Transtorno Alimentar Restritivo Evitativo

Todos nós temos algum tipo de restrição alimentar, mesmo aquele que menos tem problemas com isso, ainda tem alguma coisinha que não gosta de comer. Isso é normal, alguns gostam de rúcula enquanto outros não, alguns gostam de batatas e outros não e alguns seguem dietas vegetarianas ou veganas e outros não. Não há problema em nenhum desses casos. O problema é quando a restrição alimentar se torna tamanha que afeta negativamente a vida do indivíduo. Estamos falando do Transtorno Alimentar Restritivo Evitativo.

Transtorno Alimentar Restritivo Evitativo (TARE)

            Antes conhecido como alimentação seletiva ou transtorno alimentar seletivo esse transtorno é definido no DSM-V (Manual Diagnóstico e Estatístico de Transtornos Mentais V) como comportamento de esquiva ou restrição na ingestão alimentar. Ou seja, há uma perturbação alimentar causada pela falta de interesse e esquiva a alimentos. Isso causa ao paciente deficiência nutricional grave, dependência dos poucos alimentos que consome, dependência de suplementos alimentares e vitamínicos e interferência na vida psíquica e social.

transtorno alimentar restritivo evitativo-post1Não há uma regra, mas os alimentos consumidos por pessoas que sofrem desse transtorno costumam ser industrializados, processados ou extremos de doce ou salgado. Isso mostra a gravidade da situação, pois são alimentos nada saudáveis que causam diversos prejuízos à saúde. Além disso, há a deficiência nutricional e vitamínica que o paciente sofre, sendo essas condições graves que devem ser acompanhadas. Quanto a questão psicossocial, há prejuízos. Acontece que a pessoa passa a ter vergonha de sua alimentação limitada ou não consegue encontrar uma comida que consiga comer em qualquer lugar. Com isso, começa a se isolar, preferindo comer sozinha e evitar eventos sociais que envolvam alimentação – que convenhamos, é a maioria deles. Por fim, esse afastamento social prejudica a parte psíquica e emocional da pessoa, que passa a sofrer com esse isolamento. Além de vivenciar grande estresse e vergonha em situações em que é forçada a se alimentar na frente dos outros.

Causas

Ainda há muita controvérsia a respeito das causas desse distúrbio, não havendo um consenso.

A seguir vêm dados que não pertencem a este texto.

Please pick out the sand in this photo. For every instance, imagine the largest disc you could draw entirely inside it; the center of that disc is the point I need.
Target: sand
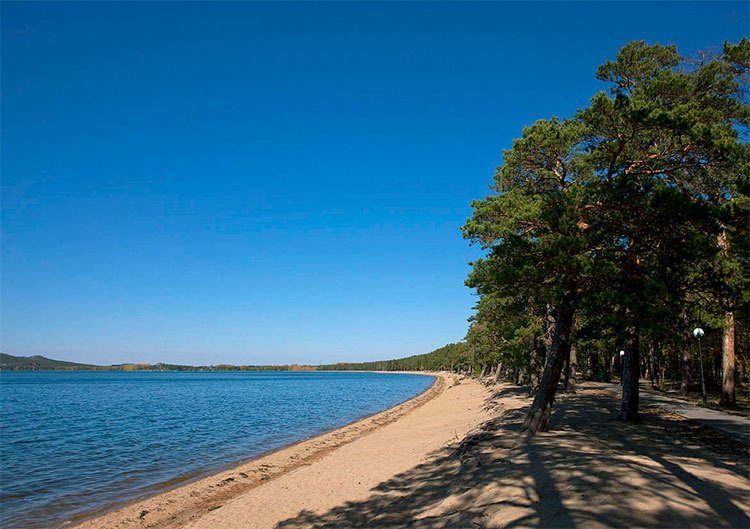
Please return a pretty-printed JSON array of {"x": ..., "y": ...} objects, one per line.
[
  {"x": 456, "y": 457},
  {"x": 317, "y": 473}
]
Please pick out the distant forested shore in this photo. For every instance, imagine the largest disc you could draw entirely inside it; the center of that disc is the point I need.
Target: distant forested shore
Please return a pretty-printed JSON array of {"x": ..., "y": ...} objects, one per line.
[{"x": 41, "y": 363}]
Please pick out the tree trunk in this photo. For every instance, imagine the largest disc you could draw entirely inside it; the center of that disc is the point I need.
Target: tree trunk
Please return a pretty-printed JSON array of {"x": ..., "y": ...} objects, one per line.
[
  {"x": 497, "y": 373},
  {"x": 685, "y": 353},
  {"x": 650, "y": 368},
  {"x": 570, "y": 372},
  {"x": 541, "y": 409},
  {"x": 631, "y": 373},
  {"x": 728, "y": 397}
]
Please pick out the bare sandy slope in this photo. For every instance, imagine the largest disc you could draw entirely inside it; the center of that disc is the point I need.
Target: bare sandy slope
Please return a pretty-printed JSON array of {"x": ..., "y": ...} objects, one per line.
[{"x": 317, "y": 474}]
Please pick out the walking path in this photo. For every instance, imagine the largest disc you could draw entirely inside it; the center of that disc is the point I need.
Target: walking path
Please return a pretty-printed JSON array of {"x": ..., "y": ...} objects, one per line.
[{"x": 733, "y": 425}]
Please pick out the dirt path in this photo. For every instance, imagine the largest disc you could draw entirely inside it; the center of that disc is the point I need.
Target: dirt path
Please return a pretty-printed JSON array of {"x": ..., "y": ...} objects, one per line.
[
  {"x": 591, "y": 471},
  {"x": 731, "y": 424}
]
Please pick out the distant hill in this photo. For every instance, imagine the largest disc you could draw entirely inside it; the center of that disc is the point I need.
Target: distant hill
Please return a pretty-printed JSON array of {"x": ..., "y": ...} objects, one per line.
[{"x": 41, "y": 363}]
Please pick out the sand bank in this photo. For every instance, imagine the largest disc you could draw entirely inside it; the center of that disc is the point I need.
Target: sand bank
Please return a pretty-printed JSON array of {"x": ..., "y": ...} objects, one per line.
[
  {"x": 319, "y": 473},
  {"x": 456, "y": 457}
]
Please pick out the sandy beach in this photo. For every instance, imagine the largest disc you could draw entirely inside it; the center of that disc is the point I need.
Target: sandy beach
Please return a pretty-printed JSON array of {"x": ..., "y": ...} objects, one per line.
[
  {"x": 319, "y": 473},
  {"x": 455, "y": 456}
]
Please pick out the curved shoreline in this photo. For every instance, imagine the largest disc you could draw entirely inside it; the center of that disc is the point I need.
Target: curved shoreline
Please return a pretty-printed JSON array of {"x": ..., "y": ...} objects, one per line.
[{"x": 178, "y": 501}]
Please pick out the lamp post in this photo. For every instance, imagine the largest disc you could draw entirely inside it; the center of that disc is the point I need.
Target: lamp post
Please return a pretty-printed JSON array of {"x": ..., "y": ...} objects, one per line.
[{"x": 698, "y": 333}]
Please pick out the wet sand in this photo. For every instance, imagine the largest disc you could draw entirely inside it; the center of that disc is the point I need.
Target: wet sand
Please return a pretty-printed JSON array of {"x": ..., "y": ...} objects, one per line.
[
  {"x": 320, "y": 471},
  {"x": 456, "y": 457}
]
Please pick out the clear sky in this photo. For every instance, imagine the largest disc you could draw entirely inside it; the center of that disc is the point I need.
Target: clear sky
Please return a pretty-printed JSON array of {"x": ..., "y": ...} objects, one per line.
[{"x": 271, "y": 183}]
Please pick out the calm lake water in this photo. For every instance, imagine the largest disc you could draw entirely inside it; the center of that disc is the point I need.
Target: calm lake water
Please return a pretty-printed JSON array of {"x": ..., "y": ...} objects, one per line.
[{"x": 71, "y": 443}]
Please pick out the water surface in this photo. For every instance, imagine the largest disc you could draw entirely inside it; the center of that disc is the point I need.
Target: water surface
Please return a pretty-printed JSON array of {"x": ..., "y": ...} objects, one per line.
[{"x": 73, "y": 442}]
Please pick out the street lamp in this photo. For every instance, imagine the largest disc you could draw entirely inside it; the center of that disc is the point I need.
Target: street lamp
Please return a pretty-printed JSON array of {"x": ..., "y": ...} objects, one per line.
[{"x": 698, "y": 333}]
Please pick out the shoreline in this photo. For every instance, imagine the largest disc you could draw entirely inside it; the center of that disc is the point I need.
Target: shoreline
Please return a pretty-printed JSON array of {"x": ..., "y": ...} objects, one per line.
[{"x": 222, "y": 484}]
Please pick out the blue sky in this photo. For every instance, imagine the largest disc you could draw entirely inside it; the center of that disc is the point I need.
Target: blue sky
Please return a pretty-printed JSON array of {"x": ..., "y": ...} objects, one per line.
[{"x": 273, "y": 183}]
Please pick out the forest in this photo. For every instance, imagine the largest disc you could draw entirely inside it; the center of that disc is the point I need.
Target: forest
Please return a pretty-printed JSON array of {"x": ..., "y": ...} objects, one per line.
[{"x": 610, "y": 236}]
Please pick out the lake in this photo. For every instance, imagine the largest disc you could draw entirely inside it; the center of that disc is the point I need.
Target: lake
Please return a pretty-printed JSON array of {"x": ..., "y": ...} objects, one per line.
[{"x": 74, "y": 442}]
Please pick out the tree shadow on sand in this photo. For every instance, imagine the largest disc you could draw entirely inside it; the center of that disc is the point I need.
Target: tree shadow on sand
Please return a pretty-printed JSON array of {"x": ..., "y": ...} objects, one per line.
[{"x": 588, "y": 471}]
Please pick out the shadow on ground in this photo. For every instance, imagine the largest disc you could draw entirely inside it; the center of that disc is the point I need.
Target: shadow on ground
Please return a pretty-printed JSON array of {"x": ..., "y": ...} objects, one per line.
[{"x": 588, "y": 471}]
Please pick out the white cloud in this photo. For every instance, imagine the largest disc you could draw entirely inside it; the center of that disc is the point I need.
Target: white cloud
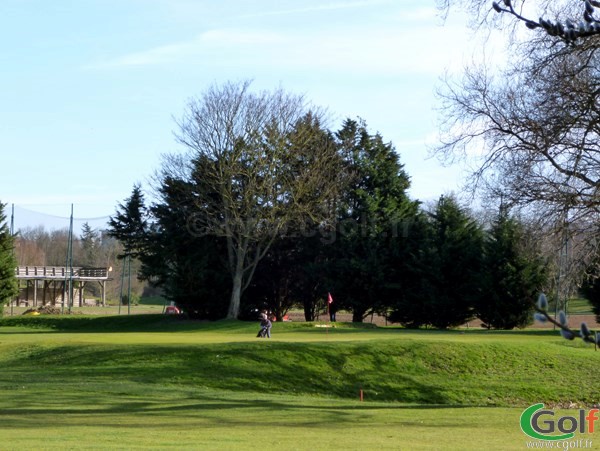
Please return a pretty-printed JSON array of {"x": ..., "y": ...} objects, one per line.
[{"x": 367, "y": 50}]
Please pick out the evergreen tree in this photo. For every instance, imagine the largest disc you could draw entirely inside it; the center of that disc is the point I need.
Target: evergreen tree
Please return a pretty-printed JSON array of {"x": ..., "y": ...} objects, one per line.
[
  {"x": 90, "y": 245},
  {"x": 371, "y": 220},
  {"x": 130, "y": 223},
  {"x": 188, "y": 265},
  {"x": 8, "y": 263},
  {"x": 451, "y": 285},
  {"x": 510, "y": 279}
]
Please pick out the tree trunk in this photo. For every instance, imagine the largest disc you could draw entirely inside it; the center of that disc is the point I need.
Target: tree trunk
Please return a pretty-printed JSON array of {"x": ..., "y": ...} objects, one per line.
[
  {"x": 236, "y": 294},
  {"x": 357, "y": 316}
]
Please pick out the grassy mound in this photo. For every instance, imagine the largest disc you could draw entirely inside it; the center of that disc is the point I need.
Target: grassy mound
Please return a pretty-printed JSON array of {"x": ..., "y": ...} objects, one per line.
[{"x": 452, "y": 368}]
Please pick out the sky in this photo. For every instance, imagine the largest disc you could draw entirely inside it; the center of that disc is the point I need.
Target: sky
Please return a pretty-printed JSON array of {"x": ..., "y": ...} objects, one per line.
[{"x": 90, "y": 88}]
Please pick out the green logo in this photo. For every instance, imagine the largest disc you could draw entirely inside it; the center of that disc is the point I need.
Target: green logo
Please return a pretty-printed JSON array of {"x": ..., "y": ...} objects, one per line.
[{"x": 540, "y": 424}]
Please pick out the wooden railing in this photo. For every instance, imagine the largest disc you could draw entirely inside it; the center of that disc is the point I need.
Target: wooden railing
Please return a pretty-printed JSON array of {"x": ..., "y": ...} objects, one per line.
[{"x": 60, "y": 272}]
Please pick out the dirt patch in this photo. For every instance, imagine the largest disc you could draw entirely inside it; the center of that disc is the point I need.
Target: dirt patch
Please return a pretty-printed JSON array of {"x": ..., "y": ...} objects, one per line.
[{"x": 574, "y": 321}]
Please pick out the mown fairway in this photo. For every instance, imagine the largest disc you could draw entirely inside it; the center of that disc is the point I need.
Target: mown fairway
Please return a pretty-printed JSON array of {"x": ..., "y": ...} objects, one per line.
[{"x": 151, "y": 382}]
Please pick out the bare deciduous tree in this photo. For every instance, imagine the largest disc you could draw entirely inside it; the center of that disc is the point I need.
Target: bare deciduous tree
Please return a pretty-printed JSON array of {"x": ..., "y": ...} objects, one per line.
[{"x": 259, "y": 163}]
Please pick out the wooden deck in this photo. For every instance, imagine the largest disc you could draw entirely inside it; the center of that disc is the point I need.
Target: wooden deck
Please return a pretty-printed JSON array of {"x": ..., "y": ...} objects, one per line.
[
  {"x": 58, "y": 284},
  {"x": 60, "y": 272}
]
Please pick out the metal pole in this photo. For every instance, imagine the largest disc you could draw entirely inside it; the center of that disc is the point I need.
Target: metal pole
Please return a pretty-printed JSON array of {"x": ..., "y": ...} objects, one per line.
[
  {"x": 129, "y": 285},
  {"x": 70, "y": 252},
  {"x": 122, "y": 283},
  {"x": 12, "y": 221}
]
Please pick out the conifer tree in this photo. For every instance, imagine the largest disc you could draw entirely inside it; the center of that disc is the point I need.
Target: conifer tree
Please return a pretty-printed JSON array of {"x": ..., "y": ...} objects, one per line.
[{"x": 8, "y": 262}]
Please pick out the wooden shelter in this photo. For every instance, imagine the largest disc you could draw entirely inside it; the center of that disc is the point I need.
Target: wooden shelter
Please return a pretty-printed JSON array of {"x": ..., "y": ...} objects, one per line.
[{"x": 58, "y": 283}]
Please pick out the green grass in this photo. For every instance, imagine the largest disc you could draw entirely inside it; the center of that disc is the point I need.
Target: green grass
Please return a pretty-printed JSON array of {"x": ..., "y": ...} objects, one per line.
[{"x": 156, "y": 382}]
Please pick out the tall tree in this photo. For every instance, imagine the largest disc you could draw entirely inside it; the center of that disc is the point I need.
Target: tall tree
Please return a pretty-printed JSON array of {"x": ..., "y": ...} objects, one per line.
[
  {"x": 372, "y": 215},
  {"x": 130, "y": 223},
  {"x": 8, "y": 262},
  {"x": 454, "y": 256},
  {"x": 190, "y": 269},
  {"x": 90, "y": 244},
  {"x": 510, "y": 278},
  {"x": 249, "y": 155}
]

Alguns estudiosos acreditam que se relacione às papilas super aguçadas de pessoas que sofrem desse transtorno, tornando o sabor de todos os alimentos muito intensificado e virando uma vivência ruim. Porém o argumento se complica quando se pensa na questão da escolha de alimentos que esses indivíduos fazem, pois são alimentos de sabores e temperos muito fortes até mesmo para pessoa sem papilas aguçadas. Então outros estudiosos vêm na contramão, afirmando que isso é um fenômeno herdeiro da alimentação precária dos dias de hoje. Eles afirmam que desde pequenos somos bombardeados de comidas processadas e industrializadas com sabores fortes, muito açúcar e muito sal. Com isso nossa língua e as papilas ficam “viciadas” e não conseguem apreciar o sabor de alimentos mais leves, como saladas, frutas ou vegetais.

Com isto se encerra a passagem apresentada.